If you want a modern encoding that supports all of Unicode, and you
don't care whether the output is legible, use UTF-8.

Regards,
Martin

jeffg

unread,

Feb 11, 2009, 8:11:37 PM2/11/09

to

I did try UTF-8 but it produced the upper case character instead of
the proper lower case, so the output was incorrect for the unicode
supplied.
I think both 8859-15 and cp1252 produced the correct output, but I
figured 8859-15 would have additional character support (though not
sure this is the case - if it is not, please let me know and I'll use
1252). I'm dealing with large data sets and this just happend to be
one small example. I want to have the best ability to write future
unicode characters properly based on running from the windows command
line (unless there is a better way to do it on windows).

Gabriel Genellina

unread,

Feb 11, 2009, 10:00:45 PM2/11/09

to pytho...@python.org

En Wed, 11 Feb 2009 23:11:37 -0200, jeffg <jeffg...@gmail.com> escribió:

> On Feb 11, 6:30 pm, "Martin v. Löwis" <mar..@v.loewis.de> wrote:

>> > Thanks, I ended up using encode('iso-8859-15', "replace")
>> > Perhaps more up to date than cp1252...??

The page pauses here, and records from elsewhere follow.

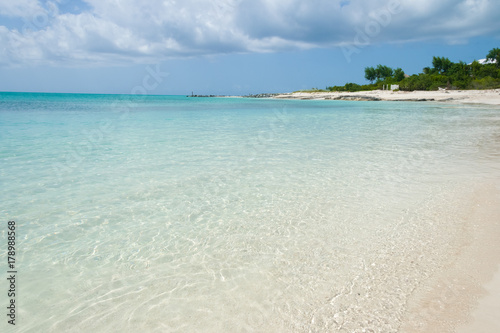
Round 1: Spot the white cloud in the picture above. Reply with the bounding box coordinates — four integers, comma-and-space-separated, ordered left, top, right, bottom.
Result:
0, 0, 500, 66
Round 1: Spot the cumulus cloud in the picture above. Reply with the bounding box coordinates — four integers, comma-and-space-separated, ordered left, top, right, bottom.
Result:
0, 0, 500, 66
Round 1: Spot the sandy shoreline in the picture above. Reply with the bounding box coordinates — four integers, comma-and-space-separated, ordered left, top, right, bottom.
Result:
273, 89, 500, 105
273, 89, 500, 333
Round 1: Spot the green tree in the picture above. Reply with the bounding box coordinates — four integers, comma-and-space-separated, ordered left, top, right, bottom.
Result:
375, 65, 394, 80
486, 48, 500, 67
365, 67, 377, 83
393, 68, 405, 82
432, 57, 453, 74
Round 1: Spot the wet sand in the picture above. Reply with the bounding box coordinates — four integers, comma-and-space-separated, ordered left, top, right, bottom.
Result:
273, 89, 500, 105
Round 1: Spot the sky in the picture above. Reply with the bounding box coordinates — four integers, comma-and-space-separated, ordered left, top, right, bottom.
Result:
0, 0, 500, 95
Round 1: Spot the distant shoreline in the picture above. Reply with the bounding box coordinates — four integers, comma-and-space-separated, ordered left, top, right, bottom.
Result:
271, 89, 500, 105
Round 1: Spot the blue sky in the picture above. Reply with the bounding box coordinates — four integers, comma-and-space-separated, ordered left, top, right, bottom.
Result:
0, 0, 500, 94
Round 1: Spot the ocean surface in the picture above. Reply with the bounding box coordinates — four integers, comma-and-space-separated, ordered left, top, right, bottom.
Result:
0, 93, 500, 332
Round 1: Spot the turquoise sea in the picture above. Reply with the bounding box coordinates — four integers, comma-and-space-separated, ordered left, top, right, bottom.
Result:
0, 93, 500, 332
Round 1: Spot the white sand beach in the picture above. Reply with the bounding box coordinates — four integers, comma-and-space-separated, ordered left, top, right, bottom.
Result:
274, 89, 500, 105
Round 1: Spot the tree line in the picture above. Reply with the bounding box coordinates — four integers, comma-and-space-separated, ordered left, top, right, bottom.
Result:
326, 48, 500, 91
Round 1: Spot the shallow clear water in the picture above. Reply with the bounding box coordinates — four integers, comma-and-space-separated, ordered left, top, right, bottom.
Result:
0, 93, 500, 332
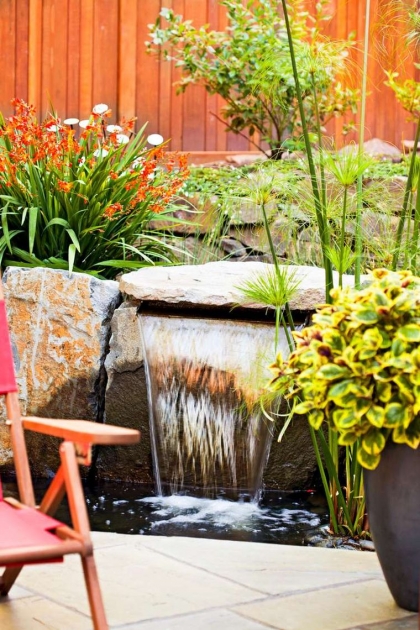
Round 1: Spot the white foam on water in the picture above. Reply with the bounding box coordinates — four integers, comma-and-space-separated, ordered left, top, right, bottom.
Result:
137, 494, 320, 531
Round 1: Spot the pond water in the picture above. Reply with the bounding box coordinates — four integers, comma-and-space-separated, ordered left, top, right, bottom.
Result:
3, 481, 328, 545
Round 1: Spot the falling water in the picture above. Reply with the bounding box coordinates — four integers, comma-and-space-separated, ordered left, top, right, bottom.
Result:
139, 315, 287, 499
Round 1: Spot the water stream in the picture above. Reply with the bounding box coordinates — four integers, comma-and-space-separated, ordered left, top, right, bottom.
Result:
139, 314, 287, 500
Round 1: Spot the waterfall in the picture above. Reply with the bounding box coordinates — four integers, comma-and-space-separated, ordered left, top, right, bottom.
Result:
139, 314, 287, 499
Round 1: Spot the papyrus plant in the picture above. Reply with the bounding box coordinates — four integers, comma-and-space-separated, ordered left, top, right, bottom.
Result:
270, 269, 420, 469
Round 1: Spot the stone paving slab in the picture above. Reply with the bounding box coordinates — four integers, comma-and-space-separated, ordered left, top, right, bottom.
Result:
139, 536, 382, 595
0, 533, 417, 630
234, 584, 409, 630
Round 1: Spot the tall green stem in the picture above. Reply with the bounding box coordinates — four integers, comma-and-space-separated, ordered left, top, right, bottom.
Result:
261, 203, 294, 352
338, 186, 347, 288
410, 173, 420, 273
281, 0, 333, 302
392, 116, 420, 271
311, 72, 328, 215
354, 0, 370, 288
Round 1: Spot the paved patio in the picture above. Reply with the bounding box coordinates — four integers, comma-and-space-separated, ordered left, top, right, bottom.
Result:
0, 533, 418, 630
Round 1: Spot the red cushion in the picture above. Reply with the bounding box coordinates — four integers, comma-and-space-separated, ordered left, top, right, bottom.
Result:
0, 501, 62, 549
0, 300, 18, 394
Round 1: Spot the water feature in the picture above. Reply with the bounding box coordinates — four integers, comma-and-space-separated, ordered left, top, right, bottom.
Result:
2, 478, 328, 545
139, 314, 287, 500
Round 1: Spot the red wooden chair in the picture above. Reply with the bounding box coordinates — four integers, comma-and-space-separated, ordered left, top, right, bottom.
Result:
0, 277, 140, 630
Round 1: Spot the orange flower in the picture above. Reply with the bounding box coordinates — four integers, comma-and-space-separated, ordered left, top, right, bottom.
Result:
104, 203, 123, 221
57, 179, 73, 192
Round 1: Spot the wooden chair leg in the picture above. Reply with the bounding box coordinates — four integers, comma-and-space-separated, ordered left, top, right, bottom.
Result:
82, 556, 109, 630
60, 442, 108, 630
0, 567, 23, 595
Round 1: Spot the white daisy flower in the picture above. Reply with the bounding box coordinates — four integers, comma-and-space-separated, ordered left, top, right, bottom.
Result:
147, 133, 163, 147
92, 103, 109, 116
106, 125, 122, 133
93, 149, 109, 157
117, 133, 130, 144
131, 157, 144, 168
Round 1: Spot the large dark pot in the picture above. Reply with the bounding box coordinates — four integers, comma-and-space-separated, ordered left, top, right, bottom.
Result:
365, 442, 420, 612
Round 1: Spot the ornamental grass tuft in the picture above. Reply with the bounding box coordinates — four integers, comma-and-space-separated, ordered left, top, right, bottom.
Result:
270, 269, 420, 469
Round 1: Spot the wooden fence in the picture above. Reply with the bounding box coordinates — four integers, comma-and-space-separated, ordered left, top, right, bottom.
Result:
0, 0, 414, 152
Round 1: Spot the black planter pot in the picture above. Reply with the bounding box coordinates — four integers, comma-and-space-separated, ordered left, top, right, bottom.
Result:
365, 442, 420, 612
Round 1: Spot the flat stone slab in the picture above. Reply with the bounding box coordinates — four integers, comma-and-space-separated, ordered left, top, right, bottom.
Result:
120, 261, 364, 311
0, 532, 417, 630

>> If you encode as iso-8859-15, but this is not what your terminal
>> expects, it certainly won't print correctly. To get correct printing,
>> the output encoding must be the same as the terminal encoding. If the
>> terminal encoding is not up to date (as you consider cp1252), then
>> the output encoding should not be up to date, either.

> I did try UTF-8 but it produced the upper case character instead of
> the proper lower case, so the output was incorrect for the unicode
> supplied.
> I think both 8859-15 and cp1252 produced the correct output, but I
> figured 8859-15 would have additional character support (though not
> sure this is the case - if it is not, please let me know and I'll use
> 1252). I'm dealing with large data sets and this just happend to be
> one small example. I want to have the best ability to write future
> unicode characters properly based on running from the windows command
> line (unless there is a better way to do it on windows).

As Martin v. Löwis already said, the encoding used by Python when writing
to the console, must match the encoding the console expects. (And you also
should use a font capable of displaying such characters).

windows-1252 and iso-8859-15 are similar, but not identical. This table
shows the differences (less than 30 printable characters):
http://en.wikipedia.org/wiki/Western_Latin_character_sets_(computing)
If your script encodes its output using iso-8859-15, the corresponding
console code page should be 28605.
"Western European" (whatever that means exactly) Windows versions use the
windows-1252 encoding as the "Ansi code page" (GUI applications), and
cp850 as the "OEM code page" (console applications) -- cp437 in the US
only.

C:\Documents and Settings\Gabriel>chcp 1252
Tabla de códigos activa: 1252

C:\Documents and Settings\Gabriel>python
Python 2.6 (r26:66721, Oct 2 2008, 11:35:03) [MSC v.1500 32 bit (Intel)]
on win
32
Type "help", "copyright", "credits" or "license" for more information.
py> unichr(0x0153).encode("windows-1252")
'\x9c'
py> print _
œ
py> ^Z

C:\Documents and Settings\Gabriel>chcp 28605
Tabla de códigos activa: 28605

C:\Documents and Settings\Gabriel>python
Python 2.6 (r26:66721, Oct 2 2008, 11:35:03) [MSC v.1500 32 bit (Intel)]
on win
32
Type "help", "copyright", "credits" or "license" for more information.
py> unichr(0x0153).encode("iso-8859-15")
'\xbd'
py> print _
œ
py> unichr(0x0153).encode("latin9")
'\xbd'

--
Gabriel Genellina

jeffg

unread,

Feb 11, 2009, 11:16:09 PM2/11/09

to

On Feb 11, 10:00 pm, "Gabriel Genellina" <gagsl-...@yahoo.com.ar>
wrote:
> En Wed, 11 Feb 2009 23:11:37 -0200, jeffg <jeffgem...@gmail.com> escribió:

Thanks, switched it to windows-1252.